In the early days of artificial intelligence, there was a palpable excitement about its potential to revolutionize industries. The vision was clear: AI would seamlessly automate workflows, making businesses more efficient and powerful. However, as many organizations are discovering, the road to AI implementation is fraught with unexpected challenges. These challenges do not stem from the AI itself but from the fragmented technological architectures—aptly named “Franken-stacks”—that underpin these systems.

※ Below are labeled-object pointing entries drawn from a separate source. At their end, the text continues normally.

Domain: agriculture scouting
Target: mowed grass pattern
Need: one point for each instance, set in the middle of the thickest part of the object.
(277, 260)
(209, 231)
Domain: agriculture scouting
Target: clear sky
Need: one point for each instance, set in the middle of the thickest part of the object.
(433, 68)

The Trap of Fragmented Architectures
Imagine being on a treasure hunt, but every map you have is incomplete, leading you on a wild goose chase rather than to the treasure. This is the reality many businesses face with their current IT infrastructures. Historically, the "best-of-breed" strategy encouraged companies to select top-notch solutions for each functional area—be it sales, project management, or finance—and then attempt to integrate them through APIs and middleware. While this approach offers flexibility, it also introduces a level of disconnection that is particularly detrimental to AI.
AI struggles not because it lacks intelligence, but because it lacks context. When systems are siloed, the context AI needs to function effectively is fragmented. Modern enterprises, especially those centered on services, suffer when their core operations—sales, delivery, success, and finance—are isolated from one another. In such environments, AI's potential is stifled, not by the technology itself, but by the architecture that supports it.

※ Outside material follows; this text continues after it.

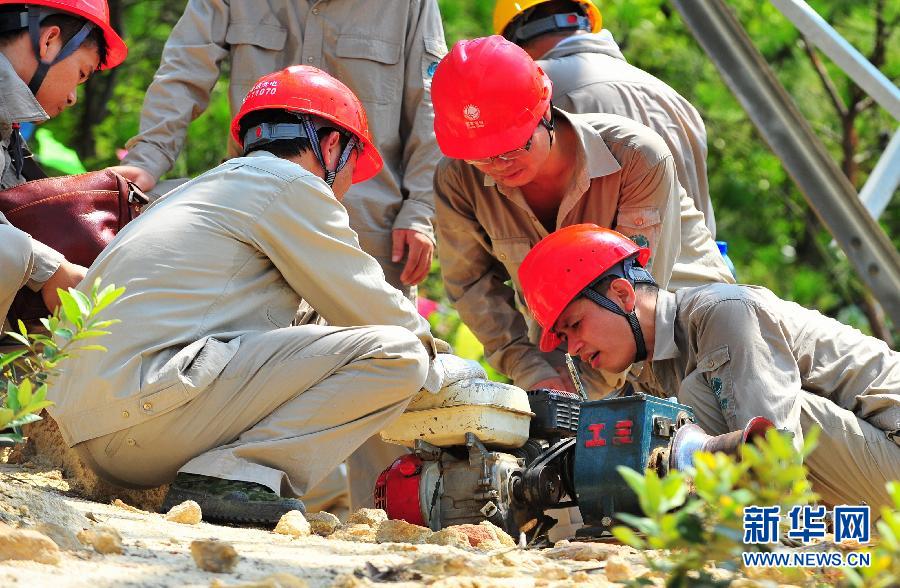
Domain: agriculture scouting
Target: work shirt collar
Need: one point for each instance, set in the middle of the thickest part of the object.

Why Context Can't Travel Through an API
For human workers, the delays and discrepancies between different systems can be frustrating but are often surmountable. Humans have intuition and the ability to fill in the gaps. AI, in contrast, relies solely on the data it is given. When an AI agent is tasked with complex queries like staffing a new project, it can only work with the data available at that moment. If that data is delayed or incomplete due to integration issues, the AI will output erroneous conclusions with misplaced confidence.
The ramifications of this are profound. Decisions based on incomplete or outdated data can lead to costly mistakes, far exceeding the scope of a mere failed AI pilot. In essence, businesses are not just dealing with a technological issue but an operational one that impacts efficiency and decision-making across the board.
The Case for Platform-Native Architecture
The conversation is shifting from which AI model to use towards a more foundational question: To truly harness AI, businesses need a platform-native architecture that offers a unified data model. This approach ensures that all relevant data resides within a single, coherent system, free from the latency and loss of state typical of disparate systems.